現段階で今シーズン一の優勝シーンといわれれば、迷うことなく6月のカナディアンオープン、ニック・テーラーの優勝を挙げます。優勝のハイライトを見ていると、ファンの熱狂がすごく、普段静かなテーラーの興奮ぶりなどもあってグッときますね。
1904年に始まったカナディアンオープンは、全英、全米、南アオープンに次ぐ古い大会です。ところがカナダ人の優勝は、さかのぼること69年前、1954年のパット・フレッチャー以来ありませんでした。それから50年後の04 年には優勝争いをリードしたマイク・ウィアーがビジェイ・シンにプレーオフで敗れています。

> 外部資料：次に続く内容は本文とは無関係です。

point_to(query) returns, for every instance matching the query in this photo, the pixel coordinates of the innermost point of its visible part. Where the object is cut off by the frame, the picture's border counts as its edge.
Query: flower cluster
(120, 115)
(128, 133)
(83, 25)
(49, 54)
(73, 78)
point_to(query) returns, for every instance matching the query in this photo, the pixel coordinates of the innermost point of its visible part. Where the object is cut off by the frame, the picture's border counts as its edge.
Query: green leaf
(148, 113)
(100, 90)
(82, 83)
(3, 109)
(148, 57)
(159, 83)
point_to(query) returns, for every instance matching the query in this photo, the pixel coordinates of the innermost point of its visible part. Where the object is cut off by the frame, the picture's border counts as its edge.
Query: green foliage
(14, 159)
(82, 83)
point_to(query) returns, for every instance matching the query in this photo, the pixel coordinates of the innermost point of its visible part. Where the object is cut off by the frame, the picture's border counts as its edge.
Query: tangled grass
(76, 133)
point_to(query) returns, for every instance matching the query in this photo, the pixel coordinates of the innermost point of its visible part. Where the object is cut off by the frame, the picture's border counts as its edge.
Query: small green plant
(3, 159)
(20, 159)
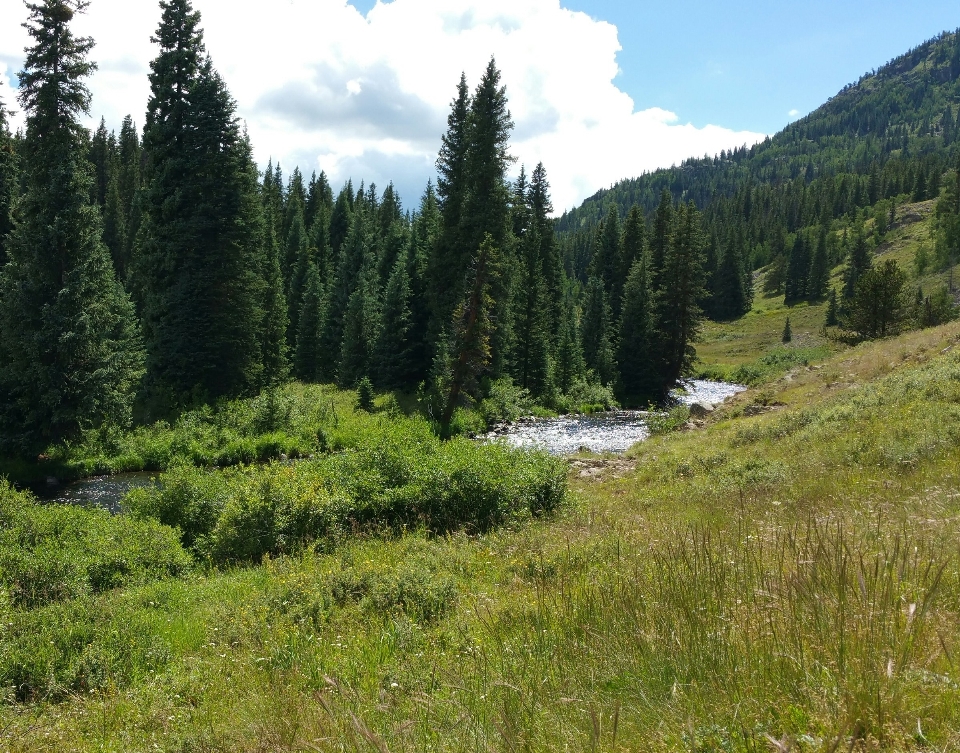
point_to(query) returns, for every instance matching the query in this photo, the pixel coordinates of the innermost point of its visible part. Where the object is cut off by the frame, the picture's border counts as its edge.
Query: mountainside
(894, 125)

今回、テーラーも悲願のPGAツアー初優勝を狙う、トミー・フリートウッドとのプレーオフ。その4ホール目に72フィート(約22m)のイーグルパットを決めての優勝でした。グリーンサイドには同じカナダのコーリー・コナーズとアダム・ハドウィン、そしてマスターズチャンピオンでカナダのゴルフ界をリードしてきたウィアー。ウィアーは2年ぶりに予選通過し、19年前、あと一歩で実現できなかった悲願を後輩が成し遂げる姿を現場で見届けました。
ワシントン大時代は世界アマチュアランク1位に輝き、全米オープンローアマ、マコーマックメダルなど、名だたるタイトルを獲得。今季の躍進の要因は世界アマでコンビを組んだ、プロゴルファーのデーブ・マークルをキャディに、ショートゲームコーチに畑岡奈紗も指導するガレス・ラフルースキーを採用したことだそう。
国を挙げての熱狂ぶりだった
地味で真面目な印象の選手が多いカナダ人選手。テーラーも例外ではありませんが、17番、18番あたりからは普段はしないガッツポーズが出て、優勝を決めた瞬間はパターを放り投げて雄たけびを上げキャディと抱き合った姿も感動的でした。アメリカで戦う外国人としては1、2位を争う人気選手のフリートウッドですが、この試合では完全アウェイ状態。MLBのトロント・ブルージェイズの公式アカウントがテーラーの優勝を称え、アイスホッケーのスーパースター、グレツキーからも祝福が届いたそうですから、国を挙げてのその熱狂ぶりが理解できます。
祝福といえば、シャンパンを持ってテーラーの元に駆け寄ろうとしたハドウィンが警備員にタックルされたシーンも、「PGA人生で一番長いパット」というテーラーのウィニングパットとともに、カナダのゴルフ界に伝説として語り継がれるはず。ちなみに2人は同じ歳で、同じコースで育ちチューリッヒではダブルスを組み、W杯も一緒に戦う親友です。
実は今シーズンのカナダ勢は好調でM・ヒューズ、A・スベンソン、コナーズに続く4人目の優勝で、これは史上初めてのこと。昨年のプレジデンツカップで世界選抜は惨敗しますが、コナーズ、テーラー、ペンドリスのカナダ勢は1ポイントも取れず。その屈辱を超えての4勝。来年のプレジデンツカップはカナダ開催、キャプテンはウィアーで好調のカナダ人選手も何人か選ばれるはず。
カナダ旋風が吹き荒れる予兆を感じる、テーラーの優勝でした。